彼氏を追いかけて留学
6人のクラスメイトとともに来日

 特に日本に対して強い思い入れがあるというわけではないが、留学したのは「とにかく外国に行って、広い世界を見てみたかったから」。そんな彼女は、日本の大学に入学してからは、京都を始め日本各地を旅行している。趣味は映画鑑賞で、時々、フランス語の勉強もする。

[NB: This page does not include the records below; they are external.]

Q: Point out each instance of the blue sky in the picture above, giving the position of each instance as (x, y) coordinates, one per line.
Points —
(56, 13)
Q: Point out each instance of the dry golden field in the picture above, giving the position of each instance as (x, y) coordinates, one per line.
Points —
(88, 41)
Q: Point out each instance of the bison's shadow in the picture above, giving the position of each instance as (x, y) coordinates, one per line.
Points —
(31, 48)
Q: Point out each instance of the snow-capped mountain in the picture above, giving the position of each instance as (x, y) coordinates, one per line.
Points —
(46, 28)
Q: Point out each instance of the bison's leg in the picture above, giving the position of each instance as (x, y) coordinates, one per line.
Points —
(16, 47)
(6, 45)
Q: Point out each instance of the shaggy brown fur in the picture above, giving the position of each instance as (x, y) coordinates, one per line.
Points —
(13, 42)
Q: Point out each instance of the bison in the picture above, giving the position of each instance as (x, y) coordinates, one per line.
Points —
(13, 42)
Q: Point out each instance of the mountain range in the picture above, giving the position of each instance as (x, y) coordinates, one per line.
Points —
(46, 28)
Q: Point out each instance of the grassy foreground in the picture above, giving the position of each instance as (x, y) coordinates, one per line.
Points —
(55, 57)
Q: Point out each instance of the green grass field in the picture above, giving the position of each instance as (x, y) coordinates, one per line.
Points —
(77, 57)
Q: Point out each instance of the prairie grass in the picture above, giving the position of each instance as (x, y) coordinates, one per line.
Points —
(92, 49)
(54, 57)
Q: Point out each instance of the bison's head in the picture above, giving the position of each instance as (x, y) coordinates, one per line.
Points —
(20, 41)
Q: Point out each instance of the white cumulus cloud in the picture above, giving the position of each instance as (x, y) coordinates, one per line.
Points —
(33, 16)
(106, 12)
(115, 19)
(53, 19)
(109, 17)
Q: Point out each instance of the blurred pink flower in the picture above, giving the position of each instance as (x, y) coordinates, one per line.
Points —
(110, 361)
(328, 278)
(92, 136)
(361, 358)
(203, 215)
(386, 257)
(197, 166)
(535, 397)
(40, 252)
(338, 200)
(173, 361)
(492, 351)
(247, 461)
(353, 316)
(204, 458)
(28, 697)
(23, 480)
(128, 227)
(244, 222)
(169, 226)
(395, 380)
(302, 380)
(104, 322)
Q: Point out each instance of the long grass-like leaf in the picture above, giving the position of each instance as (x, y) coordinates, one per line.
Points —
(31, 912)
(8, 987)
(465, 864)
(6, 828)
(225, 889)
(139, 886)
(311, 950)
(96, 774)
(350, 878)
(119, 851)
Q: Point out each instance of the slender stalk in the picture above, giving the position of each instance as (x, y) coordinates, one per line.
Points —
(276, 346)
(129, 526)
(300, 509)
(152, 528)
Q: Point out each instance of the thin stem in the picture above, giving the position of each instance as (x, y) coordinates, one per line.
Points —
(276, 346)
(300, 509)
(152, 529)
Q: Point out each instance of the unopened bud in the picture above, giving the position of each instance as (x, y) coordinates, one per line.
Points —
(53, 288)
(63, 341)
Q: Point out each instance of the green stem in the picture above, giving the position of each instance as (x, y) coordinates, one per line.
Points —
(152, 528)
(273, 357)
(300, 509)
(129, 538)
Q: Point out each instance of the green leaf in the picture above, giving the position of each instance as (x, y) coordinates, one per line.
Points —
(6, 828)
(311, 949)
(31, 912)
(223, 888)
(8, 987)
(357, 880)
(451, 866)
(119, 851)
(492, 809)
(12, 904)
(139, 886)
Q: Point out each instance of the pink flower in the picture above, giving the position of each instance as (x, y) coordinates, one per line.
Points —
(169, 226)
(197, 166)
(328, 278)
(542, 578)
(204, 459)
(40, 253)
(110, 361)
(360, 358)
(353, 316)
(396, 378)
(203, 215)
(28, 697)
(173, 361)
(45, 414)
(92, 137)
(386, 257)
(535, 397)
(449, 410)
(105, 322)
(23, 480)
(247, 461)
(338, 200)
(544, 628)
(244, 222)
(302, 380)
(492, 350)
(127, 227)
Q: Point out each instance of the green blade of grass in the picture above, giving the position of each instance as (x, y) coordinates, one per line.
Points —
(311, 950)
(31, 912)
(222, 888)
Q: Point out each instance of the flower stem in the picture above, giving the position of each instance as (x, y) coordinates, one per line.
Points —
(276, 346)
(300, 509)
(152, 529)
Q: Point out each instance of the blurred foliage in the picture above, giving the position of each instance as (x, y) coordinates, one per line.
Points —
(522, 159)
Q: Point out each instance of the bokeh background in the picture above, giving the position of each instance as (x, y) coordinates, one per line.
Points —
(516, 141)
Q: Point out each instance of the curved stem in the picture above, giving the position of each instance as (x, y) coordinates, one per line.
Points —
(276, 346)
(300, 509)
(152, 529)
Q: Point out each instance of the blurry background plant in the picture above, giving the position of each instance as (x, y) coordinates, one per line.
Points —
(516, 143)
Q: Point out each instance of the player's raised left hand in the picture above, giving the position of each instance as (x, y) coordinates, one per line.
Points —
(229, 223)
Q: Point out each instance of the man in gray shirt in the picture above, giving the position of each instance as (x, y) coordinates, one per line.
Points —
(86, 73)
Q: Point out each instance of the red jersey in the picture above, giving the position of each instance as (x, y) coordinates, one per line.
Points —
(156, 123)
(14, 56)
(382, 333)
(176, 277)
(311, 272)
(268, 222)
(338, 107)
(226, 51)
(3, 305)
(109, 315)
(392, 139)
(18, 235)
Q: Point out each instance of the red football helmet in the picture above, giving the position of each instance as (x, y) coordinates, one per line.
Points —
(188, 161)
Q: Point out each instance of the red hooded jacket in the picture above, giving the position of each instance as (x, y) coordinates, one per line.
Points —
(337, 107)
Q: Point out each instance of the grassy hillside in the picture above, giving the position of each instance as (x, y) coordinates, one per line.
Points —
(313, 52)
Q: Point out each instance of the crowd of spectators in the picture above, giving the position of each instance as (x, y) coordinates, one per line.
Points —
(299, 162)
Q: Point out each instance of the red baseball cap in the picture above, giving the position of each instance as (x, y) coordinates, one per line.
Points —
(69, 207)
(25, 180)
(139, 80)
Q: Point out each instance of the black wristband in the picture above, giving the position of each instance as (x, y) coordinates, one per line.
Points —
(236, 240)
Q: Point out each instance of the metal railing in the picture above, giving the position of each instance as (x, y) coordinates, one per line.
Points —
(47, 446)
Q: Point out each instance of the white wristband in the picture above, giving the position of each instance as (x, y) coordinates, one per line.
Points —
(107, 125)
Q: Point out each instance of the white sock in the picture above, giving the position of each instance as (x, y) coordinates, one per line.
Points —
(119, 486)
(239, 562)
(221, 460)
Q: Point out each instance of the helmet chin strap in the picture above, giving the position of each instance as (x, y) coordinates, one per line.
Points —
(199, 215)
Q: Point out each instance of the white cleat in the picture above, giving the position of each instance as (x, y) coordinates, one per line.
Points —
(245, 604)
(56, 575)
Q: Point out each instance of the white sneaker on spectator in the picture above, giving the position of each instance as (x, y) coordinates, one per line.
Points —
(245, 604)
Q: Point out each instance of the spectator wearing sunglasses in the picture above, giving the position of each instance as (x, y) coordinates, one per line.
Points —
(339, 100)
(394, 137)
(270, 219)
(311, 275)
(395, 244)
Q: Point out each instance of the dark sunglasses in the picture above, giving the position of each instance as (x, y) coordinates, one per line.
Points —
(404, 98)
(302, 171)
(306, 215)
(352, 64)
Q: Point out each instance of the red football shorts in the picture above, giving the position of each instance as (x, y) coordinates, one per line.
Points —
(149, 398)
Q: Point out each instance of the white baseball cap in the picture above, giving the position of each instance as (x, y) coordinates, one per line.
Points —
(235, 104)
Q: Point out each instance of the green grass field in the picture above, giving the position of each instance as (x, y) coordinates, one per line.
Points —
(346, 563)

「毎日充実していますが、やっぱり研究に関しては、特に日本である必要もないと思います。その気になればどこででも学べるし、経済やITなどの分野は中国で学んだほうが得だという人もいます。私が日本に感じている魅力は、世界一と言われる東京の交通インフラとか、福祉とか。それらを体感できるのはいい経験かもしれませんね」

 卒業後数年間は日本で働くつもりだが、老後はヨーロッパで暮らしたい、と話す林さん。自分のことを「行き当たりばったりな性格」というが、それでも興味や好奇心に応じて、自由に選択する生き方を誇りに思っている。

 多くの中国人留学生に話を聞いてみると、このような考え方は決して珍しいわけではない。むしろ、「どうしても日本に留学したい」という留学生のほうが少数派のように思える。林さんと同じように、中国の大学で日本語学部を卒業して来日した黄さん(仮名:23歳女性)も、最初は特に日本に興味があったわけではなかったと話す。

「大学入試で希望の学校に受かったのはよかったのですが、私は点数が悪かったので学科は英語か日本語しか選べませんでした。英語は受験で嫌になっていたから、消去法で日本語を選んだんです」

 そんな彼女が、わざわざ卒業後日本に留学した理由は「彼氏が日本に留学するって言い出したから」。

「置いていかれるのはイヤだと思ったから私も日本に行くことにしたんです(笑)。同じクラスの友達6人とも留学することになったので、一緒に日本に来ました」

 仲の良い友だち同士で来日したため、特に寂しいと思うことはなかったという。中国人留学生が日本で進学する際には、半年間は日本語研修を受け、その後大学を受験するのが一般的だ。ただ、黄さんとその友人たちは日本語研修を終えるのに1年半かかった。